Bizim insanımız bir işe girebilmek için birkaç insanın bedeninde öpmedik yer bırakmamayı her nedense lütuf zanneder. Sonra bir şekilde işe girer. Ne var ki birden bire aslan kesilir. Oturduğu koltuğun kendisine sınırsız imtiyazlar sağladığını, görev ve sorumluluğunun vatandaşı ezmek ve hakir görmek olduğunu, iş yapmak için değil işi imkansızlaştırmak için memur tayin edildiğini düşünür. Bütün bu bozuk ruh hali ile başlar vatandaşı azarlamaya, evrakları parçalayarak vatandaşın suratına fırlatmaya. Üç günlük işi kırk günde tamamlamaya. Bunlar birer varsayım değil. Çerkezköy Belediyesi iskan işlemlerinden sorumlu bir memur tarafından gerçekleştirilen eylemler.

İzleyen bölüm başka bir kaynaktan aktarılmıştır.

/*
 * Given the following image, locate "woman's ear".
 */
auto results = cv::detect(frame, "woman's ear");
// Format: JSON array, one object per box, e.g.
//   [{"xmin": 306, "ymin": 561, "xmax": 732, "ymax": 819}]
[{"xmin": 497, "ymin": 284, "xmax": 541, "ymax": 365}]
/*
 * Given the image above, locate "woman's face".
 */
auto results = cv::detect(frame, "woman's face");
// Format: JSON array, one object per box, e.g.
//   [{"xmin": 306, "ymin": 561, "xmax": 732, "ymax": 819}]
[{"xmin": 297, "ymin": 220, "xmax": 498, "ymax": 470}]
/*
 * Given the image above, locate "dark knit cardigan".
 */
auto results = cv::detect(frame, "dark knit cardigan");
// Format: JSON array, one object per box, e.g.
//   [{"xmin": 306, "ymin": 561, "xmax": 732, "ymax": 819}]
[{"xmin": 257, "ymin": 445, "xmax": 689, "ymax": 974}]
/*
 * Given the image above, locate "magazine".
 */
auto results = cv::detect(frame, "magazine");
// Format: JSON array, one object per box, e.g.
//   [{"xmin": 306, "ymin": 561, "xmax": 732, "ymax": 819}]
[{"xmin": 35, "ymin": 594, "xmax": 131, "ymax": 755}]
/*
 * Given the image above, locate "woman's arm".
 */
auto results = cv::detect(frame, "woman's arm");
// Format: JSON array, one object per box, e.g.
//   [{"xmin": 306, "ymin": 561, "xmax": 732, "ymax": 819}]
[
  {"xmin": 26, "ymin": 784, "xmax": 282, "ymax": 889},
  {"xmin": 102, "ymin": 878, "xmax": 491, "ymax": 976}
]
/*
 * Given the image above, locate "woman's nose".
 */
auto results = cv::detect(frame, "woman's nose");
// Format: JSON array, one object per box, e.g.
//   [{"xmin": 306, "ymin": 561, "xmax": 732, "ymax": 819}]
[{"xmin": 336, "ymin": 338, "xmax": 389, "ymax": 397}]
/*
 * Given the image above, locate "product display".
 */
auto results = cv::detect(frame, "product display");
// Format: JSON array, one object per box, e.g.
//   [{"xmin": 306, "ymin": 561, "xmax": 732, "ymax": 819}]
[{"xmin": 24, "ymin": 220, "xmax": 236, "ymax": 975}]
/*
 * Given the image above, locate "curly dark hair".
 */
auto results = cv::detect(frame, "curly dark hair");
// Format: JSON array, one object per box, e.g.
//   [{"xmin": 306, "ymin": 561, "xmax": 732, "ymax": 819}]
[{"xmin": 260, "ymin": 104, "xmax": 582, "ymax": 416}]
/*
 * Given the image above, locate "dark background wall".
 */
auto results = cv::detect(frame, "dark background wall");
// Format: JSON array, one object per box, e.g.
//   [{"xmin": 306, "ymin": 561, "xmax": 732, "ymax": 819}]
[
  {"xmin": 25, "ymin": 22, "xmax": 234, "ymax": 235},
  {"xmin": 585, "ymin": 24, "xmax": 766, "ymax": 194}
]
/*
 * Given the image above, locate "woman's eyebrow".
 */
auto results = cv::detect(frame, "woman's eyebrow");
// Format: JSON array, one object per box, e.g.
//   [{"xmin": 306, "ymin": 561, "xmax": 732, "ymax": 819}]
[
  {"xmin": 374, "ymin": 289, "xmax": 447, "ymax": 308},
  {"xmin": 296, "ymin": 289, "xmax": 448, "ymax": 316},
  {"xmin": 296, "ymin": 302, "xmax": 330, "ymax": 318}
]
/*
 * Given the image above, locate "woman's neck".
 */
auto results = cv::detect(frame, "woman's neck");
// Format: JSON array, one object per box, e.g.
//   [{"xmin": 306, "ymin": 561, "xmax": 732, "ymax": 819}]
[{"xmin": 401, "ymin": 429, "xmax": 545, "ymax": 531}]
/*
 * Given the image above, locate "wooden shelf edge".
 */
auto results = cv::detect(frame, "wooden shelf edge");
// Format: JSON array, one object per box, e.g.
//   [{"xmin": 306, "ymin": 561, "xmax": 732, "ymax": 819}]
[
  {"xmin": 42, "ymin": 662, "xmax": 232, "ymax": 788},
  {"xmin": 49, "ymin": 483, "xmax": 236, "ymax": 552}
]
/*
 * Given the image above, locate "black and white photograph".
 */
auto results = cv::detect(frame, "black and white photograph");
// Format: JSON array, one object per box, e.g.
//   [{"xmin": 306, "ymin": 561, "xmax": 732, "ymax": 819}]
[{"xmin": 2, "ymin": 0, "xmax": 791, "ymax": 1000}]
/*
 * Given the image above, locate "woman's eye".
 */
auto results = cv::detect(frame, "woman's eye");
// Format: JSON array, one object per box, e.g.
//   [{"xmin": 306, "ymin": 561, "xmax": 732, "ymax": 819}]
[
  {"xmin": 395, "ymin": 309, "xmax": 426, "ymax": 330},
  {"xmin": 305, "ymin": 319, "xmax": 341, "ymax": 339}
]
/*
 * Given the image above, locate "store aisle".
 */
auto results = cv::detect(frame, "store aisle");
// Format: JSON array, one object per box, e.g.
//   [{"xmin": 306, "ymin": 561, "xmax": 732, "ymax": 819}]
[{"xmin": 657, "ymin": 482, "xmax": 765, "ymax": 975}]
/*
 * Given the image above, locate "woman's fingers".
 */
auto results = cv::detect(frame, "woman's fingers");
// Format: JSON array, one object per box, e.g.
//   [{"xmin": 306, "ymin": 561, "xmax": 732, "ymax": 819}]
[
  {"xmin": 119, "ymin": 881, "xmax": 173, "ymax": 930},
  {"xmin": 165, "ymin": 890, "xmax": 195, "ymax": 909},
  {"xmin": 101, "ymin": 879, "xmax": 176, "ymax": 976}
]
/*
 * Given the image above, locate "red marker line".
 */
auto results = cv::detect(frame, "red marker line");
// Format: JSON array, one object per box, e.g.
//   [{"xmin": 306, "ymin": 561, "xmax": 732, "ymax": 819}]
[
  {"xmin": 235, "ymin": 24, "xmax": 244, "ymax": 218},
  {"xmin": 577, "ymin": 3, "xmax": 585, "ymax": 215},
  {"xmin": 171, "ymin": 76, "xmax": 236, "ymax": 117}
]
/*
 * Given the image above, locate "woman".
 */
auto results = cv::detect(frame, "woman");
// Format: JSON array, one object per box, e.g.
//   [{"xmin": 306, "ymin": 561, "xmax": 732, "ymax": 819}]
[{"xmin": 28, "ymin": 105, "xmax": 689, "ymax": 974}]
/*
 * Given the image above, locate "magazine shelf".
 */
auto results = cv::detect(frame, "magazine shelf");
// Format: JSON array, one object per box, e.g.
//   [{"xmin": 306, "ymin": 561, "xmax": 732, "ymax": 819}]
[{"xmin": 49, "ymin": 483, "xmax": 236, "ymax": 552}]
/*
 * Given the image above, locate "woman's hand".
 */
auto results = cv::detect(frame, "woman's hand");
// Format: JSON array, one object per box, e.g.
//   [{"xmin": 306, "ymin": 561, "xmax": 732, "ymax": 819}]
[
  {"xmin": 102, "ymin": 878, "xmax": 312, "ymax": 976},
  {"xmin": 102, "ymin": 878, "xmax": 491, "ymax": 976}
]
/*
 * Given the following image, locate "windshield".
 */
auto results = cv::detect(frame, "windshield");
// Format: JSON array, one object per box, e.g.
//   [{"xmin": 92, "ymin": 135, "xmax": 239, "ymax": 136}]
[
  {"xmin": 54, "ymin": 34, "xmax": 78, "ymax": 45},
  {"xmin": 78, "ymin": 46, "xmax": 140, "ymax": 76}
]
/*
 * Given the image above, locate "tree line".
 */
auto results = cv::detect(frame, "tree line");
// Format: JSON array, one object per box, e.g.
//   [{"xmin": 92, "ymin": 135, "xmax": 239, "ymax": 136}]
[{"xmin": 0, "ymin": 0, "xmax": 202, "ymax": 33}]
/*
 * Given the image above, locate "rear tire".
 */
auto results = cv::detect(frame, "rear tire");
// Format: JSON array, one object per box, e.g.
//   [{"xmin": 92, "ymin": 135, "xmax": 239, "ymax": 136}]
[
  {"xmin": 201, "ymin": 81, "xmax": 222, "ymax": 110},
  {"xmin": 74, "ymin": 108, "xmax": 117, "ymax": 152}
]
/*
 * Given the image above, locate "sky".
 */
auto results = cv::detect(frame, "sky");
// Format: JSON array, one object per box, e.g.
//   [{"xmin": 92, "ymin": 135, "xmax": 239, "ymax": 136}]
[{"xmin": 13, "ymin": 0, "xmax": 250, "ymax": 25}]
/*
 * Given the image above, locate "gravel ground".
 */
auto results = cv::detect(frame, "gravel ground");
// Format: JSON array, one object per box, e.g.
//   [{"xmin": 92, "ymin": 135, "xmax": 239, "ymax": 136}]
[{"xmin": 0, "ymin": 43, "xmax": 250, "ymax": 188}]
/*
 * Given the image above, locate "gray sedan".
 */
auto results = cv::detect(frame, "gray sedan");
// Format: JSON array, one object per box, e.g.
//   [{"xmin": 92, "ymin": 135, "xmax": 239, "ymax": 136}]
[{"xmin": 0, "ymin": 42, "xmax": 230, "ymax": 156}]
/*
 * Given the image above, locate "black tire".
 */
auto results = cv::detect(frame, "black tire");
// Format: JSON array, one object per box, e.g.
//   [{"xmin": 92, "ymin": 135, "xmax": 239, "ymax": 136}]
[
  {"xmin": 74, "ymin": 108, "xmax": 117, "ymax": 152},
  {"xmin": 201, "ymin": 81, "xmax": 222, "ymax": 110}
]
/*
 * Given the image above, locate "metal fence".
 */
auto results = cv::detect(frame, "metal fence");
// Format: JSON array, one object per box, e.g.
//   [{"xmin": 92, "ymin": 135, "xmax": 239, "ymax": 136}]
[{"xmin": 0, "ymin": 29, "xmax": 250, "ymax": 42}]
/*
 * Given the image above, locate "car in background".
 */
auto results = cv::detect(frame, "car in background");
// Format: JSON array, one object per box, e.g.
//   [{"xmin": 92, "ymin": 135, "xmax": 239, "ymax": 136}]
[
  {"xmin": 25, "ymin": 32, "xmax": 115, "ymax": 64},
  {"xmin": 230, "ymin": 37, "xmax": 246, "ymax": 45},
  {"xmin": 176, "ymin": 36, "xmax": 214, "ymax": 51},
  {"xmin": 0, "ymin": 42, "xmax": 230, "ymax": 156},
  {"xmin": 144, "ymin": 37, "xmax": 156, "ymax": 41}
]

Birim Müdürünün ısrarına rağmen vatandaşın işini yapmamak için direnen memurun bu davranışlarından Başkan Vahap Akay’ı bizzat ziyaret ederek haberdar etmeyi düşündüm. Çerkezköy Belediyesinde yaşanan bu çarpıklığı, aymazlığı, densizliği Başkan Akay’a anlatmak ve işyerine iskan almak isteyen diğer vatandaşların hiç yoktan nedenlerle kırk gün sokaklarda sefil edilmemelerinin önüne geçmeyi düşündüm. Ancak iki kere gitmeme rağmen yoğunluğu nedeni ile başkanla görüşemedim.
Başkanın şeffaf ve halka açık biri olduğunu biliyorum. Ancak başkan, vatandaşın kendi evi olarak nitelendirdiği Çerkezköy Belediyesinde vatandaşın mağdur edildiğini, insanımıza bu gün git yarın gel denildiğini, basit işlerin imkansızlaştırıldığını, vatandaştan istenilen evrakların memuru tarafından edepsizce yırtılıp çöpe atıldığını ve çıkarılan engellerin keyfi olduğunu bilmiyor. Başkanın bunu bildiğini düşünmüyorum. Ancak bu derece önemli ve vatandaşla yüz yüze olunan bir iş için liyakatsiz bir kişinin o masada oturtuluyor olması Çerkezköy ve Çerkezköy Belediyesi vizyonu ile örtüşmemektedir. Bu düpedüz vatandaşa ihanettir.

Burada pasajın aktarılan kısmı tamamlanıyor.